Developing the Contract, Contingency Plan, and Relationship Management Plan: The community-based organization’s survival guide for moving into a managed care world
How does a community-based organization go about developing contracts and contingency plans, and managing relationships to succeed in the new managed care world?
In the Spring 2017 issue of American Society on Aging‘s Generations magazine (pp. 39-41), Jamie Almanza, MBA, Executive Director of BACS, answers this question. Ms. Almanza has good news for all non-profits considering this transformation – “it is not only possible, but is also a reinvigorating process for an agency, its staff, its consumers, and its funders.”
BACS was privileged to be a part of a 2012 SCAN Foundation Linkage Lab Academy, working with community-based organizations to partner with the healthcare sector by building business acumen.
Since then, “BACS has spent the past five years transforming its traditional service delivery system, overhauling and investing in its infrastructure, and re-engineering its business development strategy so that it complements and leverages opportunities from the Affordable Care Act, such as value-based care, care coordination, and care transitions”
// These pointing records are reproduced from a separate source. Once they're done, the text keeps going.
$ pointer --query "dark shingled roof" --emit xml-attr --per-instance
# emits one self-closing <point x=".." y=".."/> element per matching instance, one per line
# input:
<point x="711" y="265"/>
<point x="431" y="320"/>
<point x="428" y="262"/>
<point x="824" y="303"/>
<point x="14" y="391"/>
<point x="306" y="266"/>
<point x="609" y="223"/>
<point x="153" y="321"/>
Ms. Almanza outlines three major steps an organization needs to consider when transforming itself to work within the managed care environment:
1. Leadership and vision toward investment in the future
2. Infrastructure toward accountability and growth
3. Marketing and partner development
Under Ms. Almanza’s leadership, and following these strategies, “BACS has transformed itself from an $8 million organization… to a $22 million organization with a clear path to strategic growth and a new partnership with the healthcare sector.”